One Attorney’s Process for Preparation
Know What Argument Is
My preparation process was driven by my view of an argument: a brief chance to help the panel finalize its views of the case by speaking credibly to it from my side’s perspective. This requires addressing the panel’s concerns with our analysis and having precise record cites and case law ready to support our premises (or undermine the other side’s).
It’s All About Analysis
The starting point is analysis. You’ve written your best brief. But looking at the complete briefing, what are the best points the other side makes? What concerns should a neutral thinker have about your position? Talk through these points conversationally out loud. It doesn’t have to be formal. You can do this in the shower, driving to work, or talking to yourself on a run. In explaining your positions, find where you can give ground while explaining why your analysis should ultimately control the argument.
Turning Your Thinking into an Outline
One great tool for preparation is a short outline of all of those major points of analysis. Mine was always reduced to one page on a legal pad (like a final outline for a law school exam). I would integrate under Roman-numeral headings the few major issues—my anticipated presentation, but annotated with the record cites and short explanations I had to know cold and hints at my responses to tough points. As with law school outlines, the goal is to know the outline’s contents so well you don’t have to look at it.
Pitfalls in Preparation
Not Knowing the Record
Nothing erodes credibility and highlights a lack of preparation more than not knowing the record. So, review your analysis closely and determine what might come up record-wise. Lawyers who repeat and rely on their briefs and depict the record in a general, conclusory way waste the argument. Don’t just prepare a general characterization of key record excerpts—be able to repeat a keyword or quote verbatim, referring to a transcript page or record item as appropriate. Show your mastery of this record and make yourself a reliable narrator. That doesn’t mean the court will do whatever you say, but you become a helpful partner in the panel’s discussion when you know the record.
Being Caught Flat-Footed
As long as questions can surprise advocates, there is a danger of awkward dead time in argument. So practice responding to unfriendly, critical, or unexpected questions through moot courts with others, if possible. If you can’t do a moot, interrogate your position by answering questions and stitching specific references to record materials. Get used to this arc: meet hard questions in substance with record support and specific case law discussion, and then pivot, weaving your response into your broader analysis.

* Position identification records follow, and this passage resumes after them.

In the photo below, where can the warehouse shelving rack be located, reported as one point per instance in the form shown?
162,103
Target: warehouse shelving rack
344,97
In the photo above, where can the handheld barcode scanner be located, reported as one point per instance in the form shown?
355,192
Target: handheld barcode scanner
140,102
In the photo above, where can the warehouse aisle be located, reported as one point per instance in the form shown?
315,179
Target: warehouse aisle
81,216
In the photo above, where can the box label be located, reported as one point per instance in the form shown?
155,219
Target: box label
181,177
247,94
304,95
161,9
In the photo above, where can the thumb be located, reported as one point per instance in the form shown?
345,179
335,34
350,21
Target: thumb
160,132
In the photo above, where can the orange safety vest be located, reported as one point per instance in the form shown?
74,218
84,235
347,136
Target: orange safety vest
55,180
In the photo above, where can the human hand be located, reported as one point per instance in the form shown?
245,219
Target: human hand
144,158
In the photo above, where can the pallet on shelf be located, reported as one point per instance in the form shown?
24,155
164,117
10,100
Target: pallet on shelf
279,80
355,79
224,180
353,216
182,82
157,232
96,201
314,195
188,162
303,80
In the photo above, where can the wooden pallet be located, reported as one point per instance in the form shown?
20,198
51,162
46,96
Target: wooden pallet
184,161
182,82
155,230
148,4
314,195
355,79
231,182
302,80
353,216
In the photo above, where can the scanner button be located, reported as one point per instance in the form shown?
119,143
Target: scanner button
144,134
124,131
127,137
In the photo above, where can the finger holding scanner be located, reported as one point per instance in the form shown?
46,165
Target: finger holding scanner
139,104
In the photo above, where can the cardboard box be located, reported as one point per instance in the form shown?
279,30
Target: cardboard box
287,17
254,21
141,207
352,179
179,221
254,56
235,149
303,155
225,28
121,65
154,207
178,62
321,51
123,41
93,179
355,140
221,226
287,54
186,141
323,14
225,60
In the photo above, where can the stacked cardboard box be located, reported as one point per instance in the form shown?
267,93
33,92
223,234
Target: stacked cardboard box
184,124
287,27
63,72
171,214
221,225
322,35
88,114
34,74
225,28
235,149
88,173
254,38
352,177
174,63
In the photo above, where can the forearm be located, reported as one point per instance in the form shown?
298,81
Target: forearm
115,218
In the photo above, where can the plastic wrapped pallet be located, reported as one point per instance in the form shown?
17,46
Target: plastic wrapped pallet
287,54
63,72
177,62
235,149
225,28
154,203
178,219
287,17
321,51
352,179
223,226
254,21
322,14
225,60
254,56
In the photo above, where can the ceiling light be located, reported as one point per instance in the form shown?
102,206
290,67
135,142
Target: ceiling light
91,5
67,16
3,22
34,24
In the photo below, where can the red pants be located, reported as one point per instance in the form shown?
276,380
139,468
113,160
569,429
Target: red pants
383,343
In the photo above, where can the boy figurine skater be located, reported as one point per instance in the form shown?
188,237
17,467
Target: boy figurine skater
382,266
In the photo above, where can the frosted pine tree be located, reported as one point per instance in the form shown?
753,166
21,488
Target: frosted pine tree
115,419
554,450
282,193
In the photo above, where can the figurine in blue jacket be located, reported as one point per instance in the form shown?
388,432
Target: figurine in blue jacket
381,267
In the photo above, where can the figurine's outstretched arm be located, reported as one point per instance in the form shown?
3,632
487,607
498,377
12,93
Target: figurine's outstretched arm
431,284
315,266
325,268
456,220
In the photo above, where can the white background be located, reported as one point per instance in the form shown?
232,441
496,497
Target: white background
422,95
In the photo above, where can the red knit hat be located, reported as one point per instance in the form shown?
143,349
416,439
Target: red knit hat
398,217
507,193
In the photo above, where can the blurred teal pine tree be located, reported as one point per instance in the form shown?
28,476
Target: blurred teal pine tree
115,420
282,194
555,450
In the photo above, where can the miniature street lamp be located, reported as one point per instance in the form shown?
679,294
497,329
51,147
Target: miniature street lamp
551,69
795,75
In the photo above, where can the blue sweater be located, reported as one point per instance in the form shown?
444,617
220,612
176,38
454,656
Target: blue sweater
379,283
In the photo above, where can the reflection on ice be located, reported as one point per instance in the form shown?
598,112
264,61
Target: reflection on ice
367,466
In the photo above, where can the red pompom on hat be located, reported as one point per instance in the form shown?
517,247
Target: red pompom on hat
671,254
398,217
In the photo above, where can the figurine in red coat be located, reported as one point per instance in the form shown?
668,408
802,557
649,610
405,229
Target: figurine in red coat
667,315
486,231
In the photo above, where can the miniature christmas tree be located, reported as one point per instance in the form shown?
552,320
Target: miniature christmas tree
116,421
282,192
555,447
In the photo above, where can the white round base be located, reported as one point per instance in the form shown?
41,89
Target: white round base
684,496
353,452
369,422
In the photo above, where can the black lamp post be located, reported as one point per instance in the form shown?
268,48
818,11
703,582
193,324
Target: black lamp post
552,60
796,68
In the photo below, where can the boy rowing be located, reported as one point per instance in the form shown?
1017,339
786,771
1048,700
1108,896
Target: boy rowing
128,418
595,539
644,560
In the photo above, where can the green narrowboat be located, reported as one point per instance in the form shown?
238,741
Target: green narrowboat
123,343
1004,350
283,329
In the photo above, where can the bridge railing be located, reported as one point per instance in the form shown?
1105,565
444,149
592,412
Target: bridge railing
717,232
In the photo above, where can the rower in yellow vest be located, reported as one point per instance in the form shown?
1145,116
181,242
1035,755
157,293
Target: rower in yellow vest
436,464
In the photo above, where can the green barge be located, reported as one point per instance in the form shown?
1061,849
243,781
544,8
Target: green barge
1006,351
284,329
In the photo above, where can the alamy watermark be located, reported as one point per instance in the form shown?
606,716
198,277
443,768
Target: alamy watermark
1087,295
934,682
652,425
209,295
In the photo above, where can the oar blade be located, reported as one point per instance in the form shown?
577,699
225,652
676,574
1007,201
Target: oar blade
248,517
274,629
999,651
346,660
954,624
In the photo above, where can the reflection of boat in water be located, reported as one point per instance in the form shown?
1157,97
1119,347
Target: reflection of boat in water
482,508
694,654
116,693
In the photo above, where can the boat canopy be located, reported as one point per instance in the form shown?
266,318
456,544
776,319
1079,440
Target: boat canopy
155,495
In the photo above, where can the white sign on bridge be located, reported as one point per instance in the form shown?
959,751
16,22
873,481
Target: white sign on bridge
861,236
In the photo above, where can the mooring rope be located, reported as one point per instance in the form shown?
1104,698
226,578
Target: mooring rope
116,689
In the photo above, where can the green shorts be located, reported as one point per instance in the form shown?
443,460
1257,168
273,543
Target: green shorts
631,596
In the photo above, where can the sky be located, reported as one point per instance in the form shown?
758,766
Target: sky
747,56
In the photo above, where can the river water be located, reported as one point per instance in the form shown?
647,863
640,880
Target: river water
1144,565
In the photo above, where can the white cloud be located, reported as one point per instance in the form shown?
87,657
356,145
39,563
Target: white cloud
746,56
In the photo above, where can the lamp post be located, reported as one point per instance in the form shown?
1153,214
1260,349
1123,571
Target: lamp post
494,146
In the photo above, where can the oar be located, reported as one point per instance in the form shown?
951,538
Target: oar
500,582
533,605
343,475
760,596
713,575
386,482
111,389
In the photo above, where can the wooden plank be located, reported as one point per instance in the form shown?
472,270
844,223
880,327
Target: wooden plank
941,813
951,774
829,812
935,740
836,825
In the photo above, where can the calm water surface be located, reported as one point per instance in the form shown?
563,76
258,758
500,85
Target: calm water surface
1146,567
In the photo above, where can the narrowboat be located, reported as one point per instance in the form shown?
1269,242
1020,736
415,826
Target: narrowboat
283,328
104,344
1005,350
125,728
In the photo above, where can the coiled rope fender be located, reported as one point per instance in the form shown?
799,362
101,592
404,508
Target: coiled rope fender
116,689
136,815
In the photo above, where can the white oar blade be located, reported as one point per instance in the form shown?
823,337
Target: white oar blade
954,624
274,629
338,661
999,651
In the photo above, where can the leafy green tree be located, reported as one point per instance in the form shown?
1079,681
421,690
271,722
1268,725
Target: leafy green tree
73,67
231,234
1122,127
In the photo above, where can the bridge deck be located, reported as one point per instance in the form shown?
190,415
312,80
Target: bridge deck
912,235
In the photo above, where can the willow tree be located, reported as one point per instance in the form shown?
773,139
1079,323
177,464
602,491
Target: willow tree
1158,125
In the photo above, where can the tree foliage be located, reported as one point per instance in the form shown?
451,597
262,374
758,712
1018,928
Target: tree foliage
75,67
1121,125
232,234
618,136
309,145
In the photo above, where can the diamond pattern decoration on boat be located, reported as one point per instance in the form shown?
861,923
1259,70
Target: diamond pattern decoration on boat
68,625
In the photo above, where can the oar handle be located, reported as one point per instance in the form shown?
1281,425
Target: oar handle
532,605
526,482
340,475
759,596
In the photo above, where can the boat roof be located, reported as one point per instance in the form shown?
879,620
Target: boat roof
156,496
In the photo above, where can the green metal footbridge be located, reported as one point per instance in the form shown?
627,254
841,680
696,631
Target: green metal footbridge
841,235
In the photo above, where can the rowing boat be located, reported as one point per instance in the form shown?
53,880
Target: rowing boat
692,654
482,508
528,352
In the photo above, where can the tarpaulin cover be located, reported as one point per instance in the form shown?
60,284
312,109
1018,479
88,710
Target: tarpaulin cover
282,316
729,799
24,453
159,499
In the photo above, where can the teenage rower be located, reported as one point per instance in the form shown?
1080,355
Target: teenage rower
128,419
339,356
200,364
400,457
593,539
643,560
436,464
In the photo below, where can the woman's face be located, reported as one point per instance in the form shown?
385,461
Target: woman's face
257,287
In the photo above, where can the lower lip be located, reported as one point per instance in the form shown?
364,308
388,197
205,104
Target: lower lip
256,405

Argument Is a Conversation, Not a Script
Don’t rely on a script. That keeps some advocates from communicating helpfully. Don’t think of argument in terms of points you must make, but instead, sets of concerns you can share with the court.
Perspective from the Bench
Answer the Question—But in a Way That Fits with Law
In our court, as in many, we have a draft potential decision that arguing counsel hasn’t seen. Our questions are the only clues to what we want to resolve in the matter before us. So when we start to ask, stop and listen. When you answer, meet the question squarely—and only then explain other points necessary to flesh out the answer. Help the panel see how your proposed resolution not only allows you to win but also preserves consistency within the law. Make sure your answer isn’t just “I win,” but is ideally, “Here’s how this outcome fits truly with existing law and makes good law for future cases.”
Engage in the Other Discussion
Appellees go second. So before they speak, they hear the judges’ concerns and the other side’s best shot at reversal. If, as an appellee (or an appellant in rebuttal), you can provide a rebuttal beyond what was discussed in the briefs, that’s a big help. You may appreciate that some critical fact or point was conceded in a way the panel won’t. Without awaiting questions aimed at your position, discard your script and enter the conversation that just occurred, showing how it really helps you.
Don’t Give Away Victory
If the panel is with you, as indicated by friendly questions (or the lack of questions), don’t feel compelled to use all your time. On occasion, advocates trip over a concern no one was asking about. Sitting down if there are no further questions is often very wise.
Finding your own approach to argument requires experience and synthesizing what resonates with you from the guidance of others. I hope some of these suggestions resonate with you—happy arguing!